Convolutions over graphs should have, like regular convolutions: local support, weight sharing; and they should enable analysis at varying scales.
Geometric operators
Some geometric operators that might be useful for convolutions (how exactly? After all we’re not on a continuous surface?)
- tangent plane of a point $x$
- geodesic distance between two points $x, x’$
- gradient $\nabla f(x)$ of a scalar field $f$ on the surface
- divergence $\text{div} F(x)$ of a vector field $F$ on the surface (density of outward flux of $F$ from an infinitesimal volume around $f$)
- Laplacian: $\Delta f(x) = -\text{div}(\nabla f(x))$ (difference between $f(x)$ and the average of $f(x)$ on an infinitesimal sphere around $x$)
- discrete Laplacian (on a grid structure)
- in 1D: $(\Delta f)i \approx 2f_i - f{i-1} - f_{i+1}$
- in 2D: $(\Delta f){i,j} \approx 4f{ij} - f_{i-1,j} - f_{i+1,j} - f_{i,j-1} - f_{i,j+1}$
Similar definitions of discrete Laplacian on undirected graphs/triangular meshes (formulas -> see slides). Related to this: Graph Fourier transform (no more details on this).
Geodesic CNN
Convolutions in local geodesic coordinate system
(Polar coordinates $\rho, \theta$)
Apply filters to geodesic patches (to be rotation-invariant: apply several rotated variants of the filter. Otherwise the choice of $\theta=0$ is arbitrary)
Then one can define Convolutional networks with these geodesic convolutions [Masci et al. ‘15]
Computing this in practice: not trivial, but possible: uses a marching-like procedure that needs a triangular mesh. One needs to choose the radius of geodesic patches (compare with the kernel size).
Drawback: There is no natural pooling operation; can only use convolutions to increase receptive field. This is a huge drawback and hinders the performance.
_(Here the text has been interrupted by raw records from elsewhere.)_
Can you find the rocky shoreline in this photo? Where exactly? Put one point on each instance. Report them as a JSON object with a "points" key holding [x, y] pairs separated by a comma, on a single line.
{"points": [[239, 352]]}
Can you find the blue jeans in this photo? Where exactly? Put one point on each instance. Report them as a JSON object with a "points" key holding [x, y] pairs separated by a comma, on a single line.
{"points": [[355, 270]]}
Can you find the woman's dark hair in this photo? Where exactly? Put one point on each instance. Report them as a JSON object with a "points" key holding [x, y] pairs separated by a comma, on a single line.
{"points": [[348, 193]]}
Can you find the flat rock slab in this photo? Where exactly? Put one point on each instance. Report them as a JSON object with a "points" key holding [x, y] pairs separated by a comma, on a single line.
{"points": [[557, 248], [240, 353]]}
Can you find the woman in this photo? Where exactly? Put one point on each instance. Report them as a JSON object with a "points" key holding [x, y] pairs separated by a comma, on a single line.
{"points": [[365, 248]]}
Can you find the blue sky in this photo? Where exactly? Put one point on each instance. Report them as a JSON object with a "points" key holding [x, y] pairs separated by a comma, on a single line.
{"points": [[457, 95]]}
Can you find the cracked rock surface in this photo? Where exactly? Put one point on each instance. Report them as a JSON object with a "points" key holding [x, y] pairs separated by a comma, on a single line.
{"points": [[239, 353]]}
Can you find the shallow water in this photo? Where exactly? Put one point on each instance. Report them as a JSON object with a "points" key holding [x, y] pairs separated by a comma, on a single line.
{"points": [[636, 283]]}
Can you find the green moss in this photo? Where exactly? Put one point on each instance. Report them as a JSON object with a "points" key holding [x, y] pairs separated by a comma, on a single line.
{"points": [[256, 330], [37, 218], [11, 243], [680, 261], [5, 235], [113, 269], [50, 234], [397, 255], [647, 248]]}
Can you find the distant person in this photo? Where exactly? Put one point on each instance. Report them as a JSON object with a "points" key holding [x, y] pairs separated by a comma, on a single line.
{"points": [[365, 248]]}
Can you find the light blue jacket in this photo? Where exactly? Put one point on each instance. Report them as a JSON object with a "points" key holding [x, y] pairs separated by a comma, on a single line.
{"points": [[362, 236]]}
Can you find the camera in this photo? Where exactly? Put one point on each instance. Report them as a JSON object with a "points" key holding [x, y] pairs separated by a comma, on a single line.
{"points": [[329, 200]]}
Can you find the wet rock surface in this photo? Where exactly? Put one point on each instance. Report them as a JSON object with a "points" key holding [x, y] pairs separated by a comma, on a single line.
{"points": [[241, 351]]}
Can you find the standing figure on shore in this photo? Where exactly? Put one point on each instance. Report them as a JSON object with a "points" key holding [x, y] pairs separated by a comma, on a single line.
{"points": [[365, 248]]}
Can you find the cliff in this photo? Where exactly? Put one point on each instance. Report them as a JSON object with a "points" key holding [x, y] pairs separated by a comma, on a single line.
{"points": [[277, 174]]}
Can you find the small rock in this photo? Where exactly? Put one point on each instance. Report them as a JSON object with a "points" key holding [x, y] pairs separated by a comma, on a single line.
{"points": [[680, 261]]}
Spectral Graph Convolutions
Relies on Graph fourier analysis. Convolution thereom: convolution in spatial domain = multiplication in frequency space.
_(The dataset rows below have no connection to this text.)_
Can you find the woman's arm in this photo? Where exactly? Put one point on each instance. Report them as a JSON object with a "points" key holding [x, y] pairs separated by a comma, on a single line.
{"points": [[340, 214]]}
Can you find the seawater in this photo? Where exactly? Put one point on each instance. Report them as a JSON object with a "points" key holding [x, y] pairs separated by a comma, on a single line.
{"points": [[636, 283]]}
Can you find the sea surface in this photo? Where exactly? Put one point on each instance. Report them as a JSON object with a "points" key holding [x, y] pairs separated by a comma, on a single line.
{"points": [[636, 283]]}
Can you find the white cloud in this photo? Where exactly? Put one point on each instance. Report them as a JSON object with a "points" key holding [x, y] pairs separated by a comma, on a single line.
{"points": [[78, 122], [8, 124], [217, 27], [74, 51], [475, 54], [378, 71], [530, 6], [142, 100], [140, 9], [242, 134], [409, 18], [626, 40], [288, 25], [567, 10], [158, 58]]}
Disadvantages: unless you have “perfect data”, there are some drawbacks; e.g.g no guarantee that kernels have local support, no shift invariance. Also no natural pooling operations.
Open area for new developments.
MeshCNN [Hanocka et al. ‘19]
CNN for triangle meshes: conv. and pooling defined on edge
- each edge has a feature, and four edge neighbors (from two incident faces)
- convolution applied to edge feature + 4 neighbors
- pooling: edge collapse
Can perform reasonably well for part segmentation.
Message Passing Graph NNs
Nodes in a graph have features (hidden states) - optionally, also the edges and the graph as a whole. Hidden states are updated by aggregating messages from neighboring vertices/edges.
Scan2Mesh [Dai et al. ‘19]
Constructs a mesh from a 3D scan.
3d Input scan -> downsample (convolutions), predict vertices -> predict edges (message passing network) -> dual graph (where each vertex corresponds to a mesh face, and an edge means that two faces are adjacent) -> output mesh. (see slides)
Difficulty: how to define loss? combine: be close to a ground-truth mesh (not very flexible), be close to the correct surface (can have weird artifacts in mesh: e.g. self intersections)
Combining Representations
It can be an advantage to use multiple representations at the same time.
Dynamic Graph CNN for Point Clouds
From point cloud, compute local neighborhood graph ($k$-nn graph)
- apply graph convolution
- re-compute local neighborhood graph for the pointcloud points
3DMV (Joint 3D-Multi-View Learning) [Dai et al. ‘18]
First use a 2d CNN on images, then backproject to 3d, then a 3d CNN on reconstructed geometry (and also the actual geometry)
Virtual Multi-View Fusion [Kundu et al. ‘20]
Instead of real views, use rendered views. Also see [[07 - Semantic Scene Understanding#Virtual MVFusion Kundu et al ‘20|here]]
TextureNet [Huang et al. ‘19]
Semantic labeling of textured meshes. Can leverage the texture signal as well.